· Ian Writes Some Code

Table of Contents

Click here to access the GitHub repository.

Ever thought of analysing subtitles written in one of the world’s most complicated writing systems? I have. Using the Japanese-language subtitles of one episode of an anime series, I calculate some metrics and present my findings.

It’s my first attempt at natural language processing (NLP) so I wish to keep things simple. This means focusing on Japanese characters, not words. (In Chinese and Japanese, a word could comprise one or more characters.) Put differently, this analysis features no tokenisation. In future, I hope to explore subtitles at the word level and present analyses of greater complexity and depth.

For now, allow me to start with some contextual information that’ll be helpful for understanding what follows.

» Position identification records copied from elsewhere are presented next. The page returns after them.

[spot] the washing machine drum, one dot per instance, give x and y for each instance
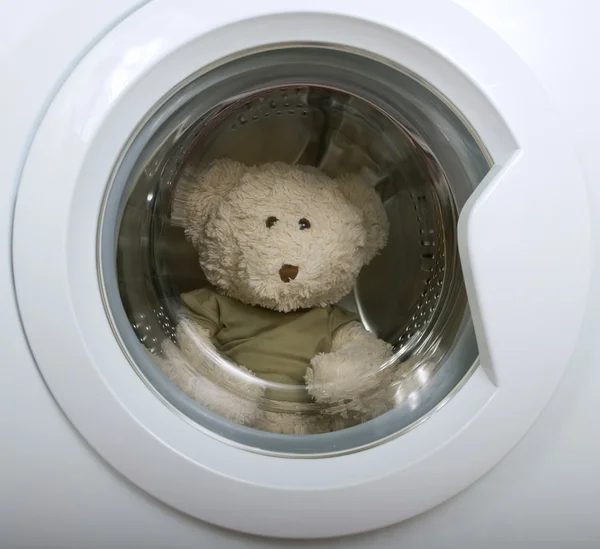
(478, 339)
(319, 109)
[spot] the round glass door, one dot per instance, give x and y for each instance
(314, 107)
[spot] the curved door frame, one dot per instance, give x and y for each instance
(517, 258)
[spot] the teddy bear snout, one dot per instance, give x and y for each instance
(287, 273)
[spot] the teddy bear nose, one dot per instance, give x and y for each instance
(287, 273)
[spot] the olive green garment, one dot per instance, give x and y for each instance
(276, 346)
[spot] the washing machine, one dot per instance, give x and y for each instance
(476, 123)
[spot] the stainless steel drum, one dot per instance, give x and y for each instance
(341, 111)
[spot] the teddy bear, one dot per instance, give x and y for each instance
(266, 345)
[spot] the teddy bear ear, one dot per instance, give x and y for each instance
(199, 192)
(363, 195)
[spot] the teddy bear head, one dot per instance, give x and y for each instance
(279, 236)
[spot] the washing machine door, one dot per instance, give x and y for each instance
(523, 237)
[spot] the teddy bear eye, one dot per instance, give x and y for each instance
(271, 221)
(304, 224)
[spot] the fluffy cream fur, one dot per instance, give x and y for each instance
(224, 211)
(245, 223)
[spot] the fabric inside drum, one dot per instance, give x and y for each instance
(412, 295)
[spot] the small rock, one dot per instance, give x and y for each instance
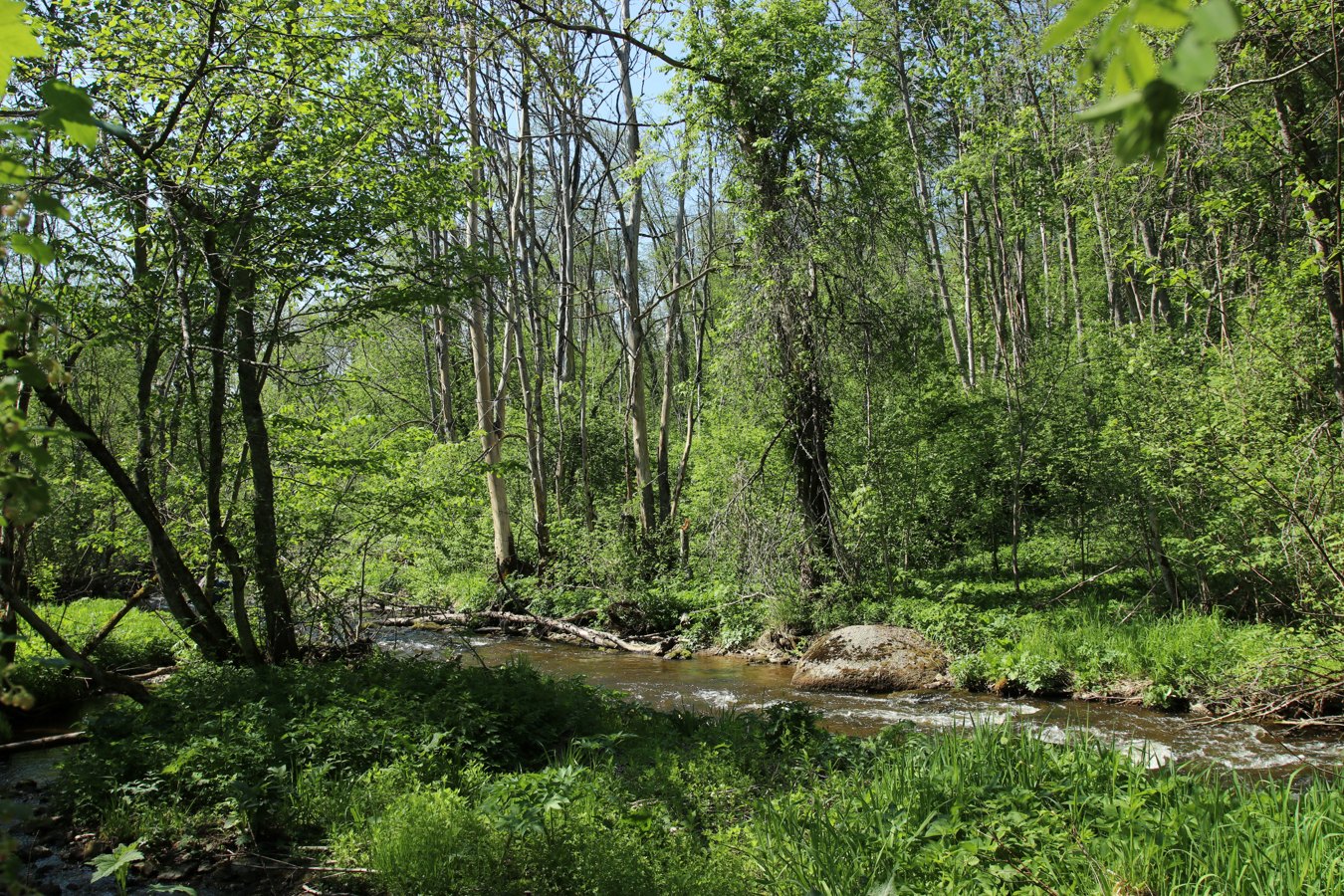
(173, 875)
(37, 852)
(875, 658)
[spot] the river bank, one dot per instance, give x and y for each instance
(457, 778)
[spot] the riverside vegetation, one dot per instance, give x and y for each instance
(445, 778)
(718, 326)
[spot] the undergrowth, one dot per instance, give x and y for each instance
(442, 778)
(140, 641)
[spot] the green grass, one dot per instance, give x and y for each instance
(449, 780)
(140, 641)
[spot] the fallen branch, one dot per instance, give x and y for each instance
(548, 626)
(105, 680)
(42, 743)
(152, 673)
(115, 619)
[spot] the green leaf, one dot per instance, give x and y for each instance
(11, 169)
(1217, 20)
(34, 247)
(70, 112)
(49, 204)
(1079, 15)
(1110, 108)
(1139, 58)
(1162, 16)
(16, 39)
(1193, 65)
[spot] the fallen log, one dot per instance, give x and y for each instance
(42, 743)
(546, 625)
(117, 617)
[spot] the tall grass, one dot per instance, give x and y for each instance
(449, 780)
(140, 641)
(1001, 811)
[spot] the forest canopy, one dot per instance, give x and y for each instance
(713, 322)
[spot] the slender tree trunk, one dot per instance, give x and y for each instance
(630, 295)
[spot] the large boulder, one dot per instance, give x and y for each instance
(871, 658)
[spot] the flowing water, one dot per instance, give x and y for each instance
(711, 684)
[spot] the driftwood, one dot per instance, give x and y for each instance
(115, 619)
(545, 625)
(42, 743)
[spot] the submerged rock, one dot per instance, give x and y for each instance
(872, 658)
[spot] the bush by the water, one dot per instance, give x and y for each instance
(140, 641)
(456, 780)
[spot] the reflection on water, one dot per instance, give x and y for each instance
(722, 683)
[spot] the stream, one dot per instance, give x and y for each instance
(715, 684)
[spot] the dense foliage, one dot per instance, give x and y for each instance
(427, 303)
(454, 780)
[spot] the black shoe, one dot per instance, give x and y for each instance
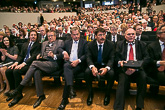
(8, 99)
(106, 100)
(15, 100)
(138, 108)
(72, 93)
(13, 93)
(38, 102)
(90, 99)
(63, 104)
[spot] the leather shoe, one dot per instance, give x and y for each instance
(106, 100)
(63, 104)
(90, 99)
(13, 93)
(8, 99)
(72, 93)
(38, 102)
(15, 100)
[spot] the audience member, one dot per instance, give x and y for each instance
(100, 58)
(48, 61)
(126, 50)
(9, 55)
(74, 51)
(28, 54)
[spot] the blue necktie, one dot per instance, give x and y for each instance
(28, 52)
(99, 57)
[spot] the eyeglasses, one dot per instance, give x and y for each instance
(101, 35)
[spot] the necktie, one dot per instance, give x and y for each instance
(28, 52)
(162, 68)
(99, 57)
(75, 51)
(131, 56)
(113, 38)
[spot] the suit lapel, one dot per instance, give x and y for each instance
(70, 45)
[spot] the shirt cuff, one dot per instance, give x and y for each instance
(108, 68)
(55, 57)
(91, 66)
(158, 63)
(79, 60)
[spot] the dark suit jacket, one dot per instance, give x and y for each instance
(144, 38)
(39, 38)
(81, 49)
(107, 55)
(34, 51)
(119, 37)
(155, 54)
(121, 51)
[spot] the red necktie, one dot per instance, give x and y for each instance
(162, 68)
(131, 57)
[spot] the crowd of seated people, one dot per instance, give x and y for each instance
(103, 31)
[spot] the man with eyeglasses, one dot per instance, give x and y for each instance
(113, 36)
(126, 50)
(42, 36)
(100, 58)
(156, 52)
(73, 51)
(139, 36)
(48, 61)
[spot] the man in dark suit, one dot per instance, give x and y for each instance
(42, 36)
(114, 36)
(139, 36)
(100, 58)
(130, 49)
(48, 61)
(156, 52)
(27, 55)
(74, 51)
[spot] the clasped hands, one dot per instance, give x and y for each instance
(66, 58)
(129, 71)
(95, 71)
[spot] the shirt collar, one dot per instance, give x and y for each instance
(161, 43)
(99, 44)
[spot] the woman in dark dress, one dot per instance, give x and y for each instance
(9, 55)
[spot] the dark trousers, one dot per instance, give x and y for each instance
(69, 73)
(14, 76)
(109, 76)
(124, 79)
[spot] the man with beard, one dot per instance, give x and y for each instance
(100, 58)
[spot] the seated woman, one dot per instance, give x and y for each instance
(9, 55)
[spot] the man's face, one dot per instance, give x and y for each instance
(138, 30)
(113, 31)
(42, 31)
(60, 30)
(162, 34)
(75, 35)
(100, 37)
(51, 37)
(7, 33)
(33, 36)
(130, 35)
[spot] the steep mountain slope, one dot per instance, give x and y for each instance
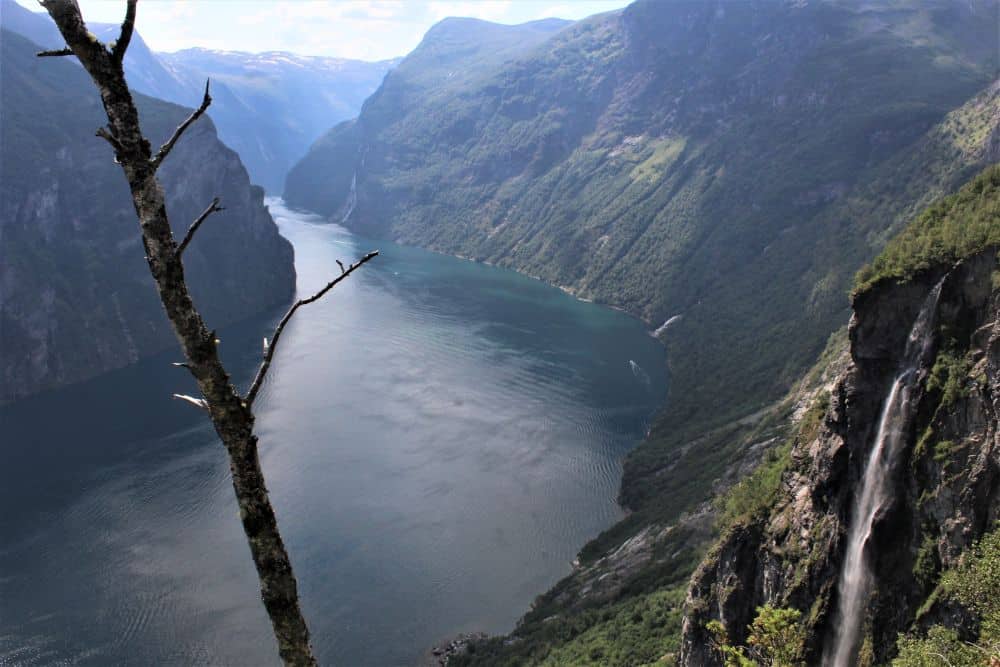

Context and high-level overview
#

My analysis has the following steps:

retrieval and ingestion of source data (the .srt file),
cleaning,
processing, and
calculation of metrics.

I’ll describe these metrics momentarily.

To start with, I have selected the first episode of the first season of Psycho-Pass, hereafter referred to as S01E01. The series was produced by Production I.G and released in 2012. Wikipedia describes it as a ‘cyberpunk psychological thriller’ set in a dystopian 22nd-century Japanese society.

Without giving too much away, the plot revolves around a police investigation unit that hunts criminals possessing what the series refers to as high ‘crime coefficients’. Based on an individual’s crime coefficient, an overarching AI system prescribes a mandatory response that ranges from temporary paralysis to immediate execution to instant vaporisation. No second chances, no appeals.

I liken Psycho-Pass to a particularly violent and graphic version of Ghost in the Shell: Stand-Alone Complex.

Coming back to the topic at hand, I have two key interests: the programming aspect (which covers data preparation and processing) and the analysis aspect.

I thus spend a great deal of time on the former. The reason is that I intend to implement this phase in Rust. (I’m learning the language and this is a good use case for project-based learning.) I recognise that Rust is a non-standard language of choice in an NLP context, and have chosen it because

it is statically typed,
it has a strong type system and I can easily create sum and product types to better model my domain,
it compiles to binary so I don’t have to grapple with virtual machines like the JVM, and
it has the most user-friendly error messages I’ve ever encountered (compared to other languages I’ve used like Python, Kotlin and Haskell).

A cynic might comment that I’ve chosen to make life unnecessarily difficult for myself, which is fair. Perhaps I’ll find that I’ve bitten off more than I can chew and switch back to Python for future NLP analyses. Perhaps not. 🙃

Now that you have the overall context, let me introduce the metrics I’ll calculate, because the entire data preparation process lays the foundation for them.

Metrics
#

Term frequency (or TF)
- Calculated for all categories of characters.
- Calculated per category of kanji, hiragana and katakana.
Proportion of unique kanji that are jōyō kanji.
Proportion of unique kanji that are hyōgai kanji.
Proportion of non-unique characters that are katakana.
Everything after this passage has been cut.